Running Pipelines

Invoking a Pipeline

Thus far we have shown how to define stages and pipelines in MRO files. To invoke a pipeline, write an MRO file containing a pipeline call statement with the desired input arguments. This call statement is called an invocation. To invoke the example pipeline from above:

invoke.mro

@include "pipeline.mro"

call DUPLICATE_FINDER(
    unsorted = "/home/duplicator_dave/unsorted.txt",
)

Typically, an invocation MRO file contains a single @include statement that causes the pipeline definition to be included, and a single call statement of that pipeline. It is generally discouraged to call a pipeline in the same file in which it is defined, because then the pipeline definition cannot be easily reused for other invocations with different input arguments.

Running mrp

mrp is the runtime executable that runs Martian pipelines. When a pipeline is run, the instantiation of it is called a pipestance, which is a portmanteau of “pipeline” and “instance”. The command-line interface for mrp is:

$ mrp <invocation_mro> <pipestance_id>

To start a run, provide an invocation MRO file, plus a unique pipestance ID, comprising only numbers, letters, dashes, and underscores. This ID will be the name of the directory containing the pipestance, relative to the current working directory. When running a pipeline multiple times, choose a different pipestance ID for each run.

mrp features a number of command-line options, which are documented in Advanced Features.

Once mrp starts, you should see the following output:

$ mrp invoke.mro piperun1
Martian Runtime - 2.2.0

Running preflight checks (please wait)...
2018-01-02 14:23:52 [runtime] (ready)           ID.piperun1.DUPLICATE_FINDER.SORT_ITEMS
2018-01-02 14:23:53 [runtime] (split_complete)  ID.piperun1.DUPLICATE_FINDER.SORT_ITEMS
2018-01-02 14:23:53 [runtime] (run:local)       ID.piperun1.DUPLICATE_FINDER.SORT_ITEMS.fork0.chnk0.main

At a high level, mrp performs the following to run a pipeline:

  • Parse and validate MRO file (e.g. invoke.mro)
  • Convert the MRO into a graph representation of the pipeline
  • Create a directory for the pipestance named with the pipestance ID provided (e.g. piperun1)
  • Begin evaluating dependencies and executing the stages of the pipeline
  • Continuously monitor stages and advance through the pipeline graph when dependencies are satisfied

Completion and Failure

If the pipestance encounters no errors while running, mrp exits with status 0 and writes a _complete file in the top level of the pipestance directory.

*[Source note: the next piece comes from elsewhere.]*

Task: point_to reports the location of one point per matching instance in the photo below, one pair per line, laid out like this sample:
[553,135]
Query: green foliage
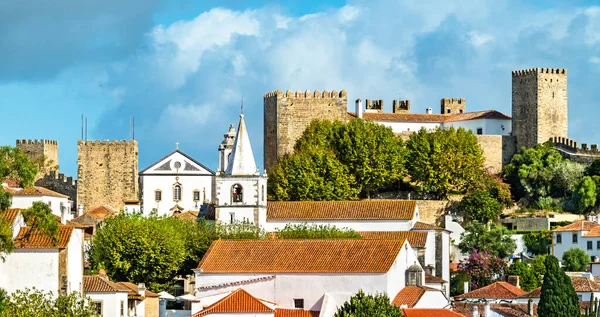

If the pipestance encounters does an encounter an error, mrp exits with status 1. The failed stage(s) will contain an _errors file with information about the error.

For more details about how to examine an in-progress, completed, or failed pipestance, see Inspecting Pipelines.

Restarting

When a pipestance fails, it can be restarted by running mrp with the same arguments as before. mrp will identify the failed stages, and reset them to a clean state so that they can run again. Stages that have already completed successfully will not be reset or re-run. mrp attempts to verify that no other instance of mrp is currently running that pipestance, and that other settings are compatible with the previous run. Normally retrying will only re-run failed chunks. If the MRO_FULLSTAGERESET environment variable is non-empty, the entire failed stage will be reset.

Stages which failed with error messages that match regular expressions defined in martian/jobmanagers/retry.json may be retried automatically. mrp will restart itself in such circumstances a number of times configured either from the command line or in retry.json giving up. This is useful for error types which are expected to be transient, such as receiving a signal from the operating system.

If mrp is restarted with the --inspect flag set, it should attempt to read the pipestance in “read only” mode. In combination with --noexit this can be used to open up a user interface for an old pipestance.